Completeness-ledger gate (research done-criterion): the Phase 2 completeness ledger (see Phase 2 → Completeness ledger) must be filled before writing — every required dimension marked answered / not found (stated) / n/a, and every world-fact claim (book titles, awards, funding figures, affiliations) carrying a source. A claim with no source does not enter the note.

Phase 4: Charts (public companies only)

Generate the full chart set — not just a price chart. Each chart reveals something different.

Peer comparison price chart (required) — always compare to 2-3 peers, never solo:
```
/api/chart/lw?tickers=TICKER,PEER1,PEER2&start=...&normalize=true&primary=TICKER
```
Save as ticker-vs-peer1-price-chart.png. Choose peers that illuminate the investment question.

Fundamentals chart (required if fundamentals are in DB):

/api/chart/lw?tickers=TICKER&metrics=revenue,netincome&start=...

Sankey diagram (required if income statement data exists in DB):
```
/api/chart/sankey?ticker=TICKER
```
Save as ticker-sankey.png. Caption format: fiscal year, revenue → net income, net margin, major cost buckets as % of revenue.
Waterfall chart (if income statement data exists):
```
/api/chart/waterfall?ticker=TICKER
```
Save as ticker-waterfall.png

Verify every chart with wc -c — files under 1KB are errors, not PNGs. Embed each in the note with an italic interpretation caption and a corresponding data table.

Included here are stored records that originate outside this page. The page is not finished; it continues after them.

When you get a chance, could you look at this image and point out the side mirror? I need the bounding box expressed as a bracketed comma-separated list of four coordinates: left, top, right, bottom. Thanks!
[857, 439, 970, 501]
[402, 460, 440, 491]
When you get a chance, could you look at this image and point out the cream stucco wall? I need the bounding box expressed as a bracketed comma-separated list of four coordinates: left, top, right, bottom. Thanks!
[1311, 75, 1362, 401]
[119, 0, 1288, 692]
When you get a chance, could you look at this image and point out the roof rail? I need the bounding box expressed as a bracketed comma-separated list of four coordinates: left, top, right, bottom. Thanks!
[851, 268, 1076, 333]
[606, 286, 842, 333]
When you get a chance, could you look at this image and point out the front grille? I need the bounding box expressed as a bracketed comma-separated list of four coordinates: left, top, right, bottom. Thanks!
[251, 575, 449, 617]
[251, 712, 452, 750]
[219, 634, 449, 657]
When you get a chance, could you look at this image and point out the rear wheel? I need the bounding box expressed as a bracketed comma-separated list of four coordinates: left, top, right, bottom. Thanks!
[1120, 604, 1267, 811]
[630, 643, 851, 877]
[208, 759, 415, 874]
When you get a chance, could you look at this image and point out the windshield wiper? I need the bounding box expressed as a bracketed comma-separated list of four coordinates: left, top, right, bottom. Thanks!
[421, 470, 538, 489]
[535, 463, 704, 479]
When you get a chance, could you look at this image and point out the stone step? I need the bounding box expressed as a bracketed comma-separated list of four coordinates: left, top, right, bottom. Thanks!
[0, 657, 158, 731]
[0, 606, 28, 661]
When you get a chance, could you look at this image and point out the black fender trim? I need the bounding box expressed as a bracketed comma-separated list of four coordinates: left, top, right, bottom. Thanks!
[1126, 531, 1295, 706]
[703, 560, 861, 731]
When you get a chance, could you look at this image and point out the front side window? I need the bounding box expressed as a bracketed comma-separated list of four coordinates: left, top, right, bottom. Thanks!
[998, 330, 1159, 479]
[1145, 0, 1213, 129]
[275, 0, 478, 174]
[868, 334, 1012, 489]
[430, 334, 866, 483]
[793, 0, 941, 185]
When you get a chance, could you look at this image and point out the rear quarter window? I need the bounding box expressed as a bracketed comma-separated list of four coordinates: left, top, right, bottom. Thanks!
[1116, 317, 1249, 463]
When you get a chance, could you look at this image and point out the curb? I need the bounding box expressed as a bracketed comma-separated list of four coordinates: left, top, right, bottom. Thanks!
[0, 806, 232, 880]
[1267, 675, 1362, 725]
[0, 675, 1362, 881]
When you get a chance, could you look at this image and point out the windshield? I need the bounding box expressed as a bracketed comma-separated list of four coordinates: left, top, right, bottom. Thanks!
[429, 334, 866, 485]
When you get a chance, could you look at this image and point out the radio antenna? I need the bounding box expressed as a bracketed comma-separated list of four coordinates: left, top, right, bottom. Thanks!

Skip charts entirely for private companies and concepts. For concepts, harvest source charts (IEA forecasts, industry reports) if found during research.

Phase 5: Stubs and Vault Maintenance

Compliance check:

python scripts/check_note_compliance.py investing/TYPE/ENTITY.md

Create stubs for every dead-linked entity. Run check_before_create.py for each before creating — don't create stubs for entities that already have notes. Parallelize with sub-agents.
Stale reference scan — search the vault for other notes that mention this entity:
```
bash scripts/vault_search.sh investing "ENTITY NAME"
```
Check if any of those notes contain stale data (old valuations, outdated revenue figures, wrong status). If you find stale references, update them. This is vault maintenance — data consistency across the entire vault matters.

Phase 6: Daily Note

Confirm today's date: date +%Y-%m-%d
Update today's daily note (investing/Daily/YYYY-MM-DD.md):
- ## Notes created/expanded: every note created or expanded, with brief description
- ## Edit log: every file touched
Create the daily note with #daily tag if it doesn't exist

Phase 7: Final Compliance and Cross-Vault

Re-run compliance on the main note. Fix any remaining errors.
Cross-vault gate: Does this entity warrant a geopolitics vault counterpart? Defense, sanctions, trade policy, diplomatic precedent, infrastructure competition → flag to user. Don't skip silently.
Concept extraction: Scan for terms that deserve their own concept note. If a reader would benefit from a dedicated note on a term used in this note, create and wikilink it.